There is a yarn of two young Englishmen, just arrived in the
country, who, under the inspiration of the local wags, started out from
a wayside station on the prairie to shoot bears. Late in the afternoon
they returned for a waggon. In reply to the wondering inquiry as to what
they intended to do with the waggon, they, of course, said that they
wanted to bring in the bears. In a moment the story was in
everyone's mouth, and half the village started out with the team to
bring in the bears, or rather to rejoice in the discomforture of the
Englishmen when it was found what they had shot. But the Englishmen led
to the finish. It was found, so the story goes, that the hunters had
actually shot two bears, although no one before had seen a bear in that
neighbourhood.
It is told--but this story belongs to Manitoba --that an English
family were found planting potatoes in October. It was suggested that
the village shopkeeper should tell the family that it was useless to
plant potatoes in the Fall. But he protested against any such attempt to
injure his business. He explained that he had sold the seed, and that
the sale probably could not have been made if he had explained that it
was not wise to do Fall planting.
There is a good deal of "varnish" on this piece of
timber. There was pictured to me an Englishman with a yoke of oxen, clad
in the remains of a dress suit and a silk hat, ploughing in the early
Fall, as the first snow was flying across the plains, and addressing his
oxen, "haw; no, I beg your pardon, gee." But we could probably
find people even the West who would not believe this story.

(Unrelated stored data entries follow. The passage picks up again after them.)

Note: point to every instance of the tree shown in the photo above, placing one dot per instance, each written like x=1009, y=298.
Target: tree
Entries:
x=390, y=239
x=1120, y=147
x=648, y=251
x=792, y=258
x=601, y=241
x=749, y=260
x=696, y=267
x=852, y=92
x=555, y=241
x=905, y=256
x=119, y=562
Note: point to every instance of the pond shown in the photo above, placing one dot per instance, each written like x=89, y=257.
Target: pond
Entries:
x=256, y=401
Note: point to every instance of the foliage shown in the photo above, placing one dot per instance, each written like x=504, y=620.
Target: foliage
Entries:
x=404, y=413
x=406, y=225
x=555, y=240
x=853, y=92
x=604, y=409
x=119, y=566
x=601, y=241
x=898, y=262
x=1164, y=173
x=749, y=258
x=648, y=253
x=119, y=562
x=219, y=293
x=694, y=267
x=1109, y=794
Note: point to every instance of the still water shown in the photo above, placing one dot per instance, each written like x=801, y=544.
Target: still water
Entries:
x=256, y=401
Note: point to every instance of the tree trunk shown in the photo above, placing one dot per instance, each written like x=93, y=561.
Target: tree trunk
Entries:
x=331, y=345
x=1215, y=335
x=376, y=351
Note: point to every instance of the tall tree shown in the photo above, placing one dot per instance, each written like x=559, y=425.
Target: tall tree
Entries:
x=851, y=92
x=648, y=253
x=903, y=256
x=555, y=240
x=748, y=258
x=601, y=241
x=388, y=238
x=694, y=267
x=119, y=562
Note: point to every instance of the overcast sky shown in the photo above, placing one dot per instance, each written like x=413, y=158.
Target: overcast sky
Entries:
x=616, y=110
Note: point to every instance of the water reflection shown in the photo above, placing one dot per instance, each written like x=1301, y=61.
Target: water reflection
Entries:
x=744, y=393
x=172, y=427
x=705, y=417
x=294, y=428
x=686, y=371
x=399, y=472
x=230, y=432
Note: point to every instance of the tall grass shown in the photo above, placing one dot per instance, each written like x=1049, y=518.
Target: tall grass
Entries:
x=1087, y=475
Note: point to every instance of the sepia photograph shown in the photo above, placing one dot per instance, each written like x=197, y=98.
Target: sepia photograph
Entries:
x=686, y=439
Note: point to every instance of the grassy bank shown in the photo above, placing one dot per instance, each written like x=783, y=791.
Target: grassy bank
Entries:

The fact remains, however, when one has heard all these yarns--all
the stories of the young Englishman who spent two or three months of
summer on the homestead and put in the rest in towns, living well, and
talking, as it was described to me, the "large language of the
earlier gods"--all the discouraging history of the remittance men
who were transplanted from the home estate to the Western prairie in the
hope that they who failed at home could succeed abroad--when one has
heard all this, the fact stands that the Englishman has a wide influence
in the Territories and British Columbia, that we owe much to his capital
and much to his pluck that he gives character to the social life of many
of the Western communities. The best gift we can ask from the old land
is that she will still send out to us the children of her loins, that
they may unite with us in the task, and share with us in the glory of
building up a British civilization on these rich alluvial valleys and
far-spreading plains.
William H. Williams was editor of the Toronto Globe. This article
appeared in the Calgary Tribune, October 26, 1895.